The Trouble with Tribbles...

Thursday, June 05, 2025

Is the Information Security industry succeeding?

Yesterday I had a trip up to London and had a wander round Infosecurity Europe. It was an interesting day, lots of things to see, many interesting conversations.

The show itself is huge. We've clearly come out of the doldrums of the last few years where shows had become tiny. And this was a dedicated infosec event, not just one part of a larger IT event.

Going by the size of the event, the number of exhibitors, the number of attendees, the size and extravagance of the displays, I think it's fair to say that Information Security as a business sector is doing very well. There's clearly a huge amount of vendor cash to splash around, and a confidence that customers have plenty of cash to buy the products on offer.

But is making money the correct definition of success here?

Most of the industry has a focus on detection and remediation. The pitch is that your systems are horrendously insecure and you need to give vendor X lots of money so they can detect a failure and help get your business back on its feet.

There was very little, in fact almost nothing, aimed at actually building more secure systems. (Even training and awareness is really nothing more than glossing over the cracks.) Maybe the closest is things aimed at the supply chain, but even that's basically detection of someone else's vulnerabilities.

So, in terms of actually building better systems, the Infosecurity industry is failing. It's not even addressing the problem.

(I would say that one definition of success for an information security company would be for it to do such a good job it's no longer needed. Clearly that's not going to be in many business plans.)

Furthermore, a string of high-profile hacks and breaches clearly indicates that the industry is failing to keep businesses secure.

Tuesday, May 13, 2025

Random thoughts on a Next Generation Tribblix

I have a little private project called xTribblix.

What's the x stand for? eXtreme? eXtraordinary? eXperimental? neXt generation?

Honestly, I don't know. It doesn't matter, it's just a little bucket I can drop things in to. But essentially, a set of experiments around changing Tribblix that allows me to do interesting things. The aim would be that, if successful, they get folded back into regular Tribblix; if unsuccessful then it's a learning experience.

It's just the logical continuation of the drive I've always had to make Tribblix faster, leaner, cleaner, fitter, easier, more secure. While retaining compatibility and functionality.

There are a few bits of illumos that really ought to be removed. Printing is a prime example - CUPS is a better, more modern implementation, maintained, familiar to everyone, what most Solaris people wanted anyway, and to be honest printing *isn't* an illumos core competency, so it's an ideal target to be outsourced. That's a clear example with a superior replacement already available; most subsystems might have someone crawl out of the woodwork who's inconvenienced by their removal.

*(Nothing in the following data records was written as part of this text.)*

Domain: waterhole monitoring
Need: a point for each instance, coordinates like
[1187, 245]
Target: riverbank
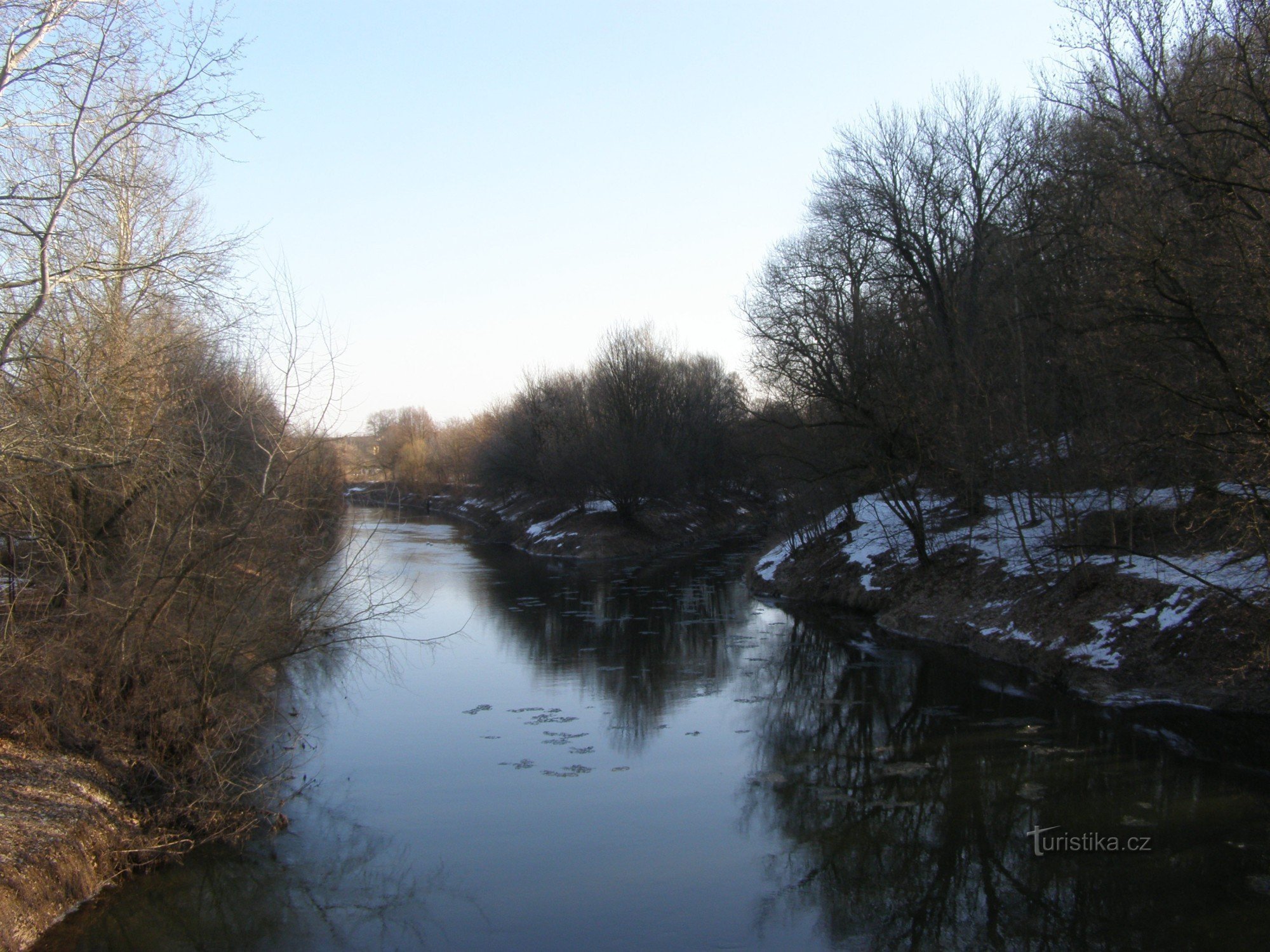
[65, 833]
[1186, 628]
[592, 531]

So far, I've simply looked at things and decided to implement many of the simple ones for the next release(s) without the need for a separate experimental release. This isn't new, it's been going on for many releases already, and so far I've managed not to break anything that matters.

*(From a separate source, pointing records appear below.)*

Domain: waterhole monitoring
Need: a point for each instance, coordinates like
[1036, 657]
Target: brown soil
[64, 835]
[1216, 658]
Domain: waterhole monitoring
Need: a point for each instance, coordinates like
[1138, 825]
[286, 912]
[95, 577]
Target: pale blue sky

Some of the things done already (some will be in the next release):

grub deprecated
update DEFAULT_MAXPID to allow pid > 30000 (eg 99999 like smartos)
delete ftpusers, as there's no illumos ftpd
long usernames now silent rather than warning
removed uucp, and removed the nuucp user
zones based on core-tribblix need to worry less about what to remove
overlays based on core-tribblix with the actual images having a driver layer on top, so cloud/virtual images can slim down
replace /usr/xpg4/bin/more with a link to less
replace pax with the heirloom version
create /var/adm/loginlog by default
increase PASSLENGTH in /etc/default/passwd to 8
remove /etc/log and /var/adm/log, latter only used by volcopy
transformed away and eliminated most uses of isaexec
remove /usr/games
remove all legacy printing
remove libadt_jni
remove ilb
remove the old as on x86, everything should use gas
remove oawk and man page (and ref in awk.1)
remove newform, listusers, asa
no longer install doctools by default
drop the closed iconv bits, as they're useless
remove libfru* on x86
replace sendmail with the upstream
deprecate mailwrapper

A lot of this is simple package manipulation as I convert the IPS repo produced by an illumos build into SVR4 packages, mostly avoiding the need to patch the source or the build.

There's a lot more that could be done, some examples of what I'm thinking of include:

xpgN by default (replace regular binaries in /usr/bin)
sort out cpp (last remaining closed bin)
everything 64-bit
remove /etc links more aggressively
no ucb at all [except mebbe install...]
see if there are any expensive and unused kstats we could remove
firewall on by default
passwd blocklists by default
extendedFILE(7) enabled by default (although not necessary if everything is 64-bit!)
refactor packages so they are along sensible boundaries (with reducing the number of distinct packages being the goal)

Now all I need is some time to implement all this...

Thursday, April 24, 2025

On efficiency and resilience in IT

Years ago, I was in a meeting when a C-level executive proclaimed:

IT systems run at less than 10% utilization on average, so we're moving to the cloud to save money.

The logic behind this was that you could run systems in the cloud that were the size you needed, rather than the size you had on the floor.

Of course, this particular claim was specious. Did he know the average utilization of our systems, I asked. He did not. (It was at least 30%.)

Furthermore, measuring CPU utilization is just one aspect of a complex multidimensional space. Systems may have spare CPU cycles, but are hitting capacity limits on memory, memory bandwidth, network bandwidth, storage and storage bandwidth. It's rare to have a system so well balanced that it saturates all parameters equally.

Not only that, but the load on all systems fluctuate, even on very short timescales. There will always be troughs between the peaks. And, as we all know, busy systems tend to generate queues and congestion - or, as a technical term, higher utilization leads to increased latency.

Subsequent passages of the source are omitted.